More Shklovsky: “The purpose of art is to impart the sensation of things as they are perceived and not as they are known. The technique of art is to make objects ‘unfamiliar,’ to make forms difficult, to increase the difficulty and length of perception because the process of perception is an aesthetic end in itself and must be prolonged.”
The key line? “To make objects unfamiliar.” Make it strange, friends. Make it strange.
Zapruder comments: “Poetry exhibits the purest form of defamiliarization. This is because, in a poem, other tasks, such as telling a story, or fully and exhaustively expressing an idea, never take priority. Therefore, it is in poetry that we see most clearly and powerfully, without any other ultimate distraction, how language can be made deliberately strange, how it becomes especially ‘a difficult, roughened, impeded language,’ in order to jar us awake.”

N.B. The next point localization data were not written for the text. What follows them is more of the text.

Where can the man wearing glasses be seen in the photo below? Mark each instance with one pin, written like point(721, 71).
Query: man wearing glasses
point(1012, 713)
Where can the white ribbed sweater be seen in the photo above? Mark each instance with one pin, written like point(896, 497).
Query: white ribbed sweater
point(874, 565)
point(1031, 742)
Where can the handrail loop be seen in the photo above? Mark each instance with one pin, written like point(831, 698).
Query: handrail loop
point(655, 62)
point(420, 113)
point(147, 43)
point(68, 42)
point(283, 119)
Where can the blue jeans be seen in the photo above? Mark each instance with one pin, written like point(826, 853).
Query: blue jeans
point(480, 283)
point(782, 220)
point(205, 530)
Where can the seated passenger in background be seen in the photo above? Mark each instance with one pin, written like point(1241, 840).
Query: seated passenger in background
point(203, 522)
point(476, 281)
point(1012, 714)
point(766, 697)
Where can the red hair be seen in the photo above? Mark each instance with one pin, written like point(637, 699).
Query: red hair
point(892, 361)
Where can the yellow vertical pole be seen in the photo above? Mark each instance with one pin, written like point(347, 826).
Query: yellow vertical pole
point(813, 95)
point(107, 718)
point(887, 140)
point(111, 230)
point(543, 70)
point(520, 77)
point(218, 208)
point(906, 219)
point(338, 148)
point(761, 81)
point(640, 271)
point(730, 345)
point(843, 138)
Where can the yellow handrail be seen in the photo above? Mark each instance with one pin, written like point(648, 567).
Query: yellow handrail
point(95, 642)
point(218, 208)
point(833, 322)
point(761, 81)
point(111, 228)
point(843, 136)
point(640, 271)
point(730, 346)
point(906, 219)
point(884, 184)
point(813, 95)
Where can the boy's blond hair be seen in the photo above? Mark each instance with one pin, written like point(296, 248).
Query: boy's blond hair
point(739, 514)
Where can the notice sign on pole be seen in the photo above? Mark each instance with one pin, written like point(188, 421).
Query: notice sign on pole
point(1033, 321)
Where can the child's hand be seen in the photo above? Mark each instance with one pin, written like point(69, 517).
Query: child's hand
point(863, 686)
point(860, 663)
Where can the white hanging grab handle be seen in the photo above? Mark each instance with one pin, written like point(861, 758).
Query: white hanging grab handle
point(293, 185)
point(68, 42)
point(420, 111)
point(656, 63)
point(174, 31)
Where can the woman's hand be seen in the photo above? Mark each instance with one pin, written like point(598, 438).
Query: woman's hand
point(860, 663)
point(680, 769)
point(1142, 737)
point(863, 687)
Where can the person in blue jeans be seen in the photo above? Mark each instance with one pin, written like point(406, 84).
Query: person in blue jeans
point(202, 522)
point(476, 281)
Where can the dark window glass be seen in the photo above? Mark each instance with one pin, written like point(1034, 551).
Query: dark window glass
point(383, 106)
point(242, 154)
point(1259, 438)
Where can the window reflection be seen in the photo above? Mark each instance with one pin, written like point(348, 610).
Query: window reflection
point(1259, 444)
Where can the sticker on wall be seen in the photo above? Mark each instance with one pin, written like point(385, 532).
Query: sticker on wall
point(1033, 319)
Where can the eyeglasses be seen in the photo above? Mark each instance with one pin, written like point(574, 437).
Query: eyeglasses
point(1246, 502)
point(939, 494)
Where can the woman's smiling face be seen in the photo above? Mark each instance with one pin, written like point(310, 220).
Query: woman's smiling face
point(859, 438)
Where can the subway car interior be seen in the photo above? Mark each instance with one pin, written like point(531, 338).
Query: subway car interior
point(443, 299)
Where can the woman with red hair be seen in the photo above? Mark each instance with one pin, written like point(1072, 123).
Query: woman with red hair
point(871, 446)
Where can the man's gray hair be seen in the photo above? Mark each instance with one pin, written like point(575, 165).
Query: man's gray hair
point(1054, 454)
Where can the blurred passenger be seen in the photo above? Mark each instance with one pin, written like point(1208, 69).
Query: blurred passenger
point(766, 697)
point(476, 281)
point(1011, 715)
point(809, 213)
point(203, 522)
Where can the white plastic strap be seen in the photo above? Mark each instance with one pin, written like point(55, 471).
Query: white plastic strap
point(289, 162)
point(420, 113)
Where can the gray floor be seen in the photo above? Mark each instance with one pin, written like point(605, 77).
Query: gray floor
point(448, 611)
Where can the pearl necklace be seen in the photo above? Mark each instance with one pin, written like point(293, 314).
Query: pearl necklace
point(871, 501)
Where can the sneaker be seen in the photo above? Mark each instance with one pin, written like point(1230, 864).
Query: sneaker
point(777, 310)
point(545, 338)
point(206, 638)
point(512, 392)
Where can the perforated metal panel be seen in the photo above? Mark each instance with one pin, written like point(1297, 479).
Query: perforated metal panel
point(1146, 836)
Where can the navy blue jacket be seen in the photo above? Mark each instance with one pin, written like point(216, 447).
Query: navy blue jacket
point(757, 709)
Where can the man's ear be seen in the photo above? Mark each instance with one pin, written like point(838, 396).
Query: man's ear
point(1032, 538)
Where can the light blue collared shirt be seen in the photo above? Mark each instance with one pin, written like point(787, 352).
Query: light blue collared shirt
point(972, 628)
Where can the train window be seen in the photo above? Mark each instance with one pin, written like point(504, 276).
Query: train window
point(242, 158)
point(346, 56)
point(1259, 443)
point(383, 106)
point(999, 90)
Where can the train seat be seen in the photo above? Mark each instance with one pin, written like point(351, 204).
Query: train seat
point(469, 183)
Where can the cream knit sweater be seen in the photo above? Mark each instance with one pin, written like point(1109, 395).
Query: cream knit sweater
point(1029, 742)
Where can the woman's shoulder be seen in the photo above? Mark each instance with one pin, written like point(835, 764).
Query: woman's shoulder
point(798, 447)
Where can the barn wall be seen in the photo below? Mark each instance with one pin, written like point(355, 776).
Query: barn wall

If this sounds easy–jarring readers awake by hitting them over the head with the ordinary–it isn’t. But it isn’t impossible, either. We’ve all seen it done when we read our favorite poets. In fact, it’s one of the reasons we return to poetry again, one of the reasons prose just isn’t filling enough for our artistic hungers. To see the ordinary used in extraordinary ways is a basic need. To say, “Gee, that was weird–but it’s true, now that I think about it!” is a basic joy.
Poetry. Nothing fancy. Nothing crazy. Just the literal used in strange and wonderful ways.